Алиса уловила, сколько надежды прозвучало в этом наивном возгласе, и поняла: настаёт самая тяжёлая минута. Она опустилась на диван – не как обычно, поджав под себя длинные ноги, а села прямо, готовая вскочить и убежать. Мудрость и предусмотрительность собственного тела ужаснули её; она прикинула расстояние между диваном и туго отворявшейся дверью, между диваном и окном, и потеряла всякое терпение. «Как! Он ещё не прочёл? Чего он ждёт? Не весь же день это будет длиться?..»

– Амброджо… – повторил Мишель. – Когда написано это письмо?

– В ноябре тридцать второго года, – кратко ответила она.

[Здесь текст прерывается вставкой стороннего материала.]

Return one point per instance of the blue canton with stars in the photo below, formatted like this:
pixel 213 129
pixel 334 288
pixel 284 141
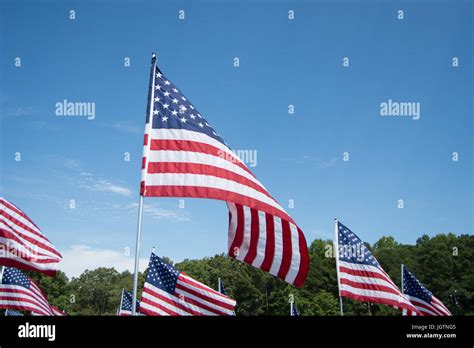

– В ноябре тридцать второго? Но я же тогда был в Сан-Рафаэле?..

Она пожала плечами, с досадой глядя, как он, вытаращив глаза, принялся искать свои очки в круглой оправе.

– На конторке! – бросила она всё так же сухо.

– Что?..

– Очки на конторке, вот что!..

Её раздражение росло, и вновь появилось желание осуждать, пререкаться: «Боже, до чего у него глупый вид! Как будто не знает, что не сможет разобрать почерк Амброджо без очков! Неужели мне придётся самой прочесть ему вслух?»

Неловко, словно стесняясь наготы, он медленно заправил тонкие дужки очков за уши. Она понимала: он унижен и готов приличия ради взорваться, а потому сочла за благо промолчать. Впрочем, стоило ему бросить взгляд на письмо, которое Алиса мысленно читала вместе с ним, как он мгновенно переменился.


«Алиса, не дерзаю даже поблагодарить вас за такой вечер, за такую ночь. Я едва ли осмеливаюсь вспоминать о даре, который получил от вас, и вымаливать ещё. Слишком это прекрасно, слишком сладостно… Я сжимаю вас всю в моих объятиях».


Ожидая, пока Мишель поднимет глаза от письма, она размышляла с расстановкой, отрешённо: «Как долго он читает, не торопится. А тот болван ещё взял да и написал моё имя в первом же письме. Такое пошлое письмо… Остальные, правда, были лучше. Надо было сочинить для Мишеля какую-нибудь историю. Это было проще простого. Простого проще. Вплоть до минуты, когда я разорвала бы письмо, и везения бы не потребовалось. Это – мне урок. Торжественно клянусь: если всё обойдётся, лягу в постель и просплю до самого утра…»

Дочитав до конца, он снял очки и взглянул на жену. В первую минуту ей стало неизмеримо легче от того, что он вновь стал красивым и избавился от чувства неловкости.

– Ну?.. – резко сказал Мишель.

– Ну?.. – обиженно повторила она.

– Что ж… я жду объяснений…

Она не сразу дала превратить разговор в допрос. Решила схитрить, вызвала у себя приступ гнева. Раздула широкие ноздри азиатского носика, сдвинула брови, и густая чёлка свесилась до самых ресниц.